Matthew State Awarded Sarnat Prize for Mental Health Research
Prize Recognizes People, Groups That Have Demonstrated Outstanding Achievements in Improving Mental Health
Matthew State, MD, PhD, the Oberndorf Family Distinguished Professor, chair of psychiatry, director of the Langley Porter Psychiatric Institute and member of the UCSF Weill Institute for Neurosciences, is one of three recipients of the 2017 Rhoda and Bernard Sarnat International Prize in Mental Health given by the National Academy of Medicine (NAM).
The other winners are Catherine Lord, PhD, director of the Center for Autism and the Developing Brain at Weill Cornell Medicine and Joseph Coyle, MD, Eben S. Draper Professor of Psychiatry and Neuroscience at Harvard Medical School and Mclean Hospital.
Since 1992, the Sarnat Prize has recognized individuals or groups that have demonstrated outstanding achievement in improving mental health, through fields such as neuroscience, psychology, social work, nursing, psychiatry, and advocacy. Nominations for potential recipients are solicited form Academy members, deans of medical schools, and mental health professionals.
State is a child psychiatrist and geneticist studying pediatric neuropsychiatric syndromes with a focus on autism spectrum disorders (ASD) and Tourette syndrome. This year’s Sarnat Prize highlights his work on the Simons Simplex Collection (SSC), a cohort of nearly 3,000 families that transformed autism genetics.

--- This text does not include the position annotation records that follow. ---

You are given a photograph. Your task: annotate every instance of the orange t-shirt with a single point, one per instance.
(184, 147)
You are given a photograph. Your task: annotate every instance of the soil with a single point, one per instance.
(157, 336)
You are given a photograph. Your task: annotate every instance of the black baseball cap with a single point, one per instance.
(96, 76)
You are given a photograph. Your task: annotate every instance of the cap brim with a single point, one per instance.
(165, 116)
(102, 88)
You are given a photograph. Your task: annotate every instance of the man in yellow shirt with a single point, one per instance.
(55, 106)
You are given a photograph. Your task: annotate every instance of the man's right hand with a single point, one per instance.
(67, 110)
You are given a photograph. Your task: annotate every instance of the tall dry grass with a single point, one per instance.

Beginning in 2007, State led a consortium of a dozen laboratories from across the U.S. and Canada that made seminal discoveries regarding the role of spontaneous (de novo) mutations to ASD. His collaborator, Lord, led the multi-site clinical research effort that established the SSC cohort, which has become a leading international biorepository and data resource for the study of ASD.
Over the last decade, State’s lab has identified dozens of genes and small chromosomal abnormalities, called copy number variations, that carry large risks for autism. Among his most notable discoveries has been the contribution of rare spontaneous autism-related mutations in the gene SCN2A and the finding that additional copies of the chromosomal region, 7q11.23, lead to ASD. His laboratory has also been a leader in leveraging the understanding of autism genetics to clarify the neurobiology of the syndrome, finding that the genes identified by studies of the SSC point to a crucial role for the human prefrontal cortex during mid-fetal development.
“Through their pioneering research and clinical work, Joseph Coyle, Catherine Lord, and Matthew State have made profound contributions to the understanding of a range of serious neuropsychiatric disorders,” NAM President Victor J. Dzau said in a statement.
The National Academy of Medicine, established in 1970 as the Institute of Medicine, is an independent organization of eminent professionals from diverse fields including health and medicine; the natural, social, and behavioral sciences; and beyond. It serves alongside the National Academy of Sciences and the National Academy of Engineering as an adviser to the national and the international community.